Bay Area cities shown early versions of the new detailed map were eager for more information, Jones said, a sign that communities are becoming more proactive in altering consumer behavior.

“A large number of sessions at the Paris climate conference were dedicated to actions by cities and local governments,” said Daniel Kammen, a co-author, professor of energy and resources and of public policy and director of UC Berkeley’s Renewable and Appropriate Energy Laboratory, known as RAEL, where the work was conducted. “Cities really crave this information and we want to make it easier for them to get it.”

Consumption map

One striking result of the Bay Area inventory, Jones said, is the wide variation in size and composition of household carbon footprints. Some neighborhoods have footprints three or four times larger than others, even within the same city, suggesting the need for highly tailored climate campaigns to change consumer behavior.

Carbon footprint of typical San Francisco Bay Area household

Carbon footprint of typical San Francisco Bay Area household.

Suburban residents, for example, tend to own more cars and larger homes, making them good targets for new low-carbon technology, such as photovoltaics and electric vehicles. Urban areas, on the other hand, tend to have low transportation costs and may best be targeted by campaigns to encourage a less carbon-intensive diet and supporting low-carbon local services.

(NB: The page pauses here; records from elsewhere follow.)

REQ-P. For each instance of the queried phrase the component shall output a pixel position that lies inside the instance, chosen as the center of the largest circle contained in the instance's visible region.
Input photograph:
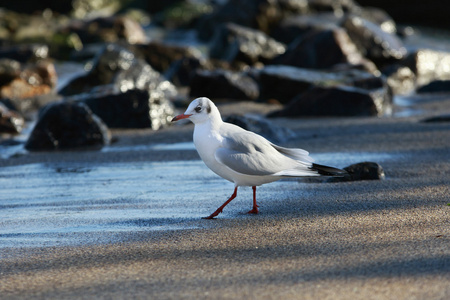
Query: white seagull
(244, 157)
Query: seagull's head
(199, 111)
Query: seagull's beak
(179, 117)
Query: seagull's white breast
(207, 141)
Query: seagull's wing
(248, 153)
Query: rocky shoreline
(101, 198)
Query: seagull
(244, 157)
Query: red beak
(179, 117)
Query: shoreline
(387, 239)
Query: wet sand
(386, 239)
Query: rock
(362, 171)
(401, 79)
(157, 6)
(285, 82)
(374, 43)
(10, 121)
(223, 84)
(237, 43)
(263, 127)
(116, 75)
(436, 86)
(182, 71)
(429, 65)
(256, 14)
(437, 119)
(106, 29)
(25, 53)
(321, 50)
(67, 126)
(118, 66)
(25, 81)
(338, 7)
(161, 56)
(294, 27)
(133, 108)
(182, 15)
(379, 17)
(337, 101)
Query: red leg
(219, 210)
(255, 206)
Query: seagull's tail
(328, 171)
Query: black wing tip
(328, 171)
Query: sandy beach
(385, 239)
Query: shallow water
(55, 204)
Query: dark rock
(379, 17)
(294, 7)
(62, 6)
(116, 71)
(118, 66)
(338, 7)
(437, 119)
(257, 14)
(9, 70)
(296, 26)
(432, 13)
(376, 44)
(25, 81)
(263, 127)
(429, 65)
(106, 29)
(362, 171)
(156, 6)
(320, 50)
(131, 109)
(182, 15)
(65, 126)
(437, 86)
(10, 121)
(181, 71)
(25, 53)
(237, 43)
(401, 79)
(223, 84)
(285, 82)
(337, 101)
(161, 56)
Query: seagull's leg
(219, 210)
(255, 206)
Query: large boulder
(161, 56)
(436, 86)
(133, 108)
(237, 43)
(67, 126)
(257, 14)
(340, 101)
(376, 44)
(223, 84)
(118, 66)
(10, 121)
(429, 65)
(106, 29)
(283, 83)
(321, 50)
(296, 26)
(25, 53)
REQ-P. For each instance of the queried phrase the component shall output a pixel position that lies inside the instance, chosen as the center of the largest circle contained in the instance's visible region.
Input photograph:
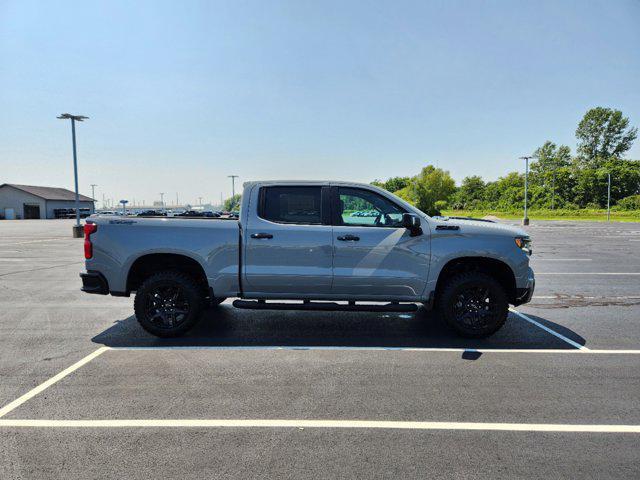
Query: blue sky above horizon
(181, 94)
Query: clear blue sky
(181, 94)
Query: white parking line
(387, 349)
(563, 259)
(548, 330)
(587, 273)
(33, 392)
(359, 424)
(587, 297)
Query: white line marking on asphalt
(563, 259)
(43, 386)
(586, 297)
(383, 349)
(548, 330)
(360, 424)
(587, 273)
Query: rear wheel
(168, 304)
(474, 304)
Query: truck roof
(304, 182)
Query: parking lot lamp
(77, 229)
(93, 194)
(525, 219)
(608, 197)
(233, 184)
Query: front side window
(292, 204)
(365, 208)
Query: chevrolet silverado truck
(311, 246)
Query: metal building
(28, 201)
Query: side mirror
(412, 223)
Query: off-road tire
(459, 306)
(151, 310)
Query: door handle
(261, 235)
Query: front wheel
(168, 304)
(474, 304)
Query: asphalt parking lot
(85, 393)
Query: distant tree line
(557, 179)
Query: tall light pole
(93, 194)
(608, 197)
(233, 184)
(77, 229)
(525, 220)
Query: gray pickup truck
(311, 246)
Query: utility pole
(233, 184)
(525, 220)
(77, 229)
(93, 194)
(608, 197)
(553, 188)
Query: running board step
(325, 306)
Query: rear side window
(291, 204)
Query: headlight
(524, 244)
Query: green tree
(233, 203)
(470, 195)
(550, 157)
(603, 133)
(393, 184)
(429, 186)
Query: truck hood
(475, 227)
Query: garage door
(31, 211)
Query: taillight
(89, 228)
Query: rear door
(288, 244)
(374, 255)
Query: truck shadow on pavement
(226, 326)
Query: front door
(374, 255)
(288, 245)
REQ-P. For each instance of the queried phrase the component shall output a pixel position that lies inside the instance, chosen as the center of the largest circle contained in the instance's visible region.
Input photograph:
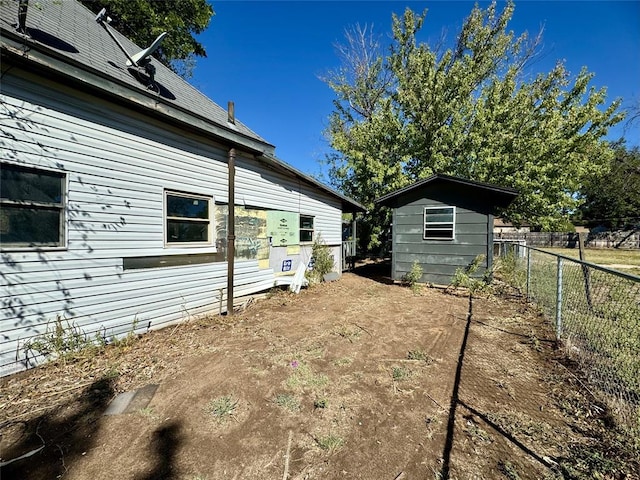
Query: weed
(321, 402)
(348, 331)
(412, 278)
(63, 339)
(322, 261)
(147, 412)
(304, 377)
(400, 373)
(509, 269)
(509, 471)
(343, 362)
(476, 433)
(421, 355)
(464, 277)
(287, 402)
(517, 423)
(222, 408)
(330, 443)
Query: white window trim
(312, 230)
(453, 223)
(211, 230)
(64, 220)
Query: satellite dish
(141, 57)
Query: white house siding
(118, 164)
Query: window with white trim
(439, 223)
(32, 211)
(306, 228)
(188, 219)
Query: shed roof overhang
(501, 197)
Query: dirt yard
(354, 379)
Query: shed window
(306, 228)
(439, 223)
(189, 219)
(31, 207)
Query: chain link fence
(596, 313)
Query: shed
(443, 223)
(116, 190)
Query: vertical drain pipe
(231, 230)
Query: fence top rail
(618, 273)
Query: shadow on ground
(377, 270)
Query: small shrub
(287, 402)
(412, 278)
(322, 261)
(510, 269)
(463, 278)
(63, 339)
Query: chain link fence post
(559, 300)
(528, 275)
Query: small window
(188, 219)
(306, 228)
(31, 207)
(439, 223)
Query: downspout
(231, 230)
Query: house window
(188, 219)
(439, 223)
(31, 207)
(306, 228)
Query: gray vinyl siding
(118, 164)
(439, 259)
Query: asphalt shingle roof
(69, 30)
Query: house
(117, 181)
(443, 223)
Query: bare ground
(357, 379)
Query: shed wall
(118, 164)
(440, 259)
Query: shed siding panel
(118, 164)
(439, 259)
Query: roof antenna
(140, 59)
(23, 7)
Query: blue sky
(266, 56)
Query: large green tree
(472, 110)
(143, 20)
(613, 200)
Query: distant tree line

“For Bay Area households, electricity is a tiny part of the problem, but it’s a huge part of the solution,” Jones said. “The biggest opportunity we identified to reduce emissions from consumption is to massively scale up electrification of our vehicles and our heating. The total combined potential savings is about 30 percent of the S.F. Bay Area’s carbon footprint.”

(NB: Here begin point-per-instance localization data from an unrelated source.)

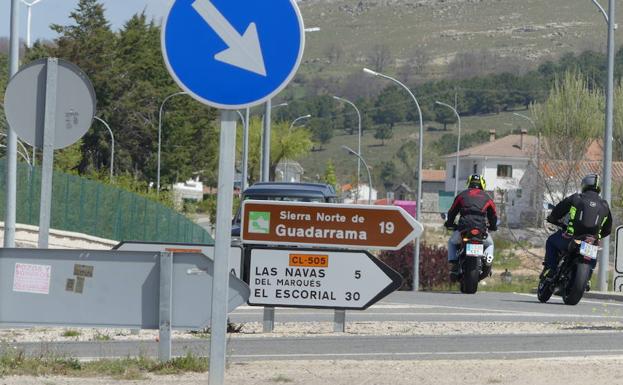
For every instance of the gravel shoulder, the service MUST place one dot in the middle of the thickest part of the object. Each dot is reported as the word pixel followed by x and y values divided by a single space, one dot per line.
pixel 594 370
pixel 310 329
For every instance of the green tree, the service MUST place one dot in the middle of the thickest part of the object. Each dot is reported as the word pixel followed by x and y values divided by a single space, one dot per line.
pixel 569 121
pixel 321 129
pixel 391 107
pixel 388 174
pixel 383 132
pixel 288 144
pixel 445 116
pixel 329 175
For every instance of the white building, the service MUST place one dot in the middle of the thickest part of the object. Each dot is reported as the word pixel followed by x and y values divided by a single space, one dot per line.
pixel 349 194
pixel 502 162
pixel 289 171
pixel 189 190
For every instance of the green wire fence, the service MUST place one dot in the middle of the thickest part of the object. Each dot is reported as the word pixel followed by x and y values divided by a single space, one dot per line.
pixel 94 208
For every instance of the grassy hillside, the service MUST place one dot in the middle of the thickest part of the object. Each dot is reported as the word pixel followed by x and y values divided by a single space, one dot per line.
pixel 374 153
pixel 518 33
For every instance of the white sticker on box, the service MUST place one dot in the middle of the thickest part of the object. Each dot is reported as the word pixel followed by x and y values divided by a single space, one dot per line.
pixel 32 278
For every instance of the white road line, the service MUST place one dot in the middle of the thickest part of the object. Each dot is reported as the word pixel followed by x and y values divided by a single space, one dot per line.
pixel 604 302
pixel 358 316
pixel 418 354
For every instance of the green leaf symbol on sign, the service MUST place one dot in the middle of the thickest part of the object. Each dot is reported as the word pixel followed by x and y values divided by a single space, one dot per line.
pixel 259 222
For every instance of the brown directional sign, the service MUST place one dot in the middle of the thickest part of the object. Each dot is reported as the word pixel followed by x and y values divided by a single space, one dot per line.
pixel 327 225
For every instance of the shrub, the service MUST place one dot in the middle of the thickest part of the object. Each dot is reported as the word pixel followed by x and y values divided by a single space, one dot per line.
pixel 434 270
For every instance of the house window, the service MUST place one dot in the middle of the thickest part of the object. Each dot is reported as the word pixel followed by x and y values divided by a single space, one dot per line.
pixel 505 171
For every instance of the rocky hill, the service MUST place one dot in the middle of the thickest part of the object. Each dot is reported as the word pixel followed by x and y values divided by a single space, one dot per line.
pixel 434 38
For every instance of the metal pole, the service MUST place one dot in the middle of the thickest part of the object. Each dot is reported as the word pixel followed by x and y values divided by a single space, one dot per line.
pixel 160 135
pixel 166 306
pixel 28 24
pixel 458 147
pixel 358 141
pixel 47 166
pixel 112 151
pixel 269 312
pixel 416 257
pixel 350 150
pixel 11 165
pixel 245 151
pixel 607 186
pixel 266 143
pixel 220 283
pixel 287 161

The CoolClimate Network last year published an online, interactive map of carbon footprints by ZIP code for the entire country. The new Bay Area inventory will be used as a pilot project for a statewide inventory by 2016, and could serve as a model for a similar inventory covering the entire U.S.

“As cities start to organize community-scale campaigns to change behavior, these maps become relevant because they can be used to target different neighborhoods depending on, for example, vehicle or electricity or natural gas usage,” Jones said.

One example of a city-based approach to lowering greenhouse gas emissions is the Cool California Challenge, a statewide competition between cities to reduce household carbon footprints. The program began as a pilot project by RAEL researchers in collaboration with the Air Resources Board in 2013 and 2014, and is now run by Energy Upgrade California.

The interactive map could also be used to pinpoint the best areas and designs for new housing. “The study really highlights the benefits of urban infill,” said Jones. “The size and location of homes affect all aspects of household consumption.”

Carbon footprints compared

The study, published online, found that transportation is the largest source of emissions by Bay Area households (33 percent), followed by food (19 percent), goods (18 percent), services (18 percent), heating fuels (5 percent), home construction (3 percent), electricity (2 percent) and waste (1 percent). In some areas, food accounts for over one-third of emissions.

Map of average household carbon footprints (tCO2e per household) in S.F. Bay Area census block groups

Map of average household carbon footprints in S.F. Bay Area census block groups.

Yet some cities have more than twice the overall carbon footprint of others, and motor vehicles aren’t always the largest source of emissions. In some urban cores, like Oakland, food contributes roughly an equivalent amount as vehicles with a lot of variation within the city. In other cities, transportation-related emissions are upward of three times higher than in urban core areas.

Interestingly, this consumption-based approach finds about 35 percent higher greenhouse gas emissions than the traditional territorial approach for the region, largely due to higher emissions from imported food and goods.

“Our goal is to provide high-quality information for the cities and regions that are doing the hard but important work, through encouragement or investments, to reduce their communities’ emissions,” Jones said.

The work is funded in part by the Bay Area Air Quality Management District and the California High-Speed Rail Authority.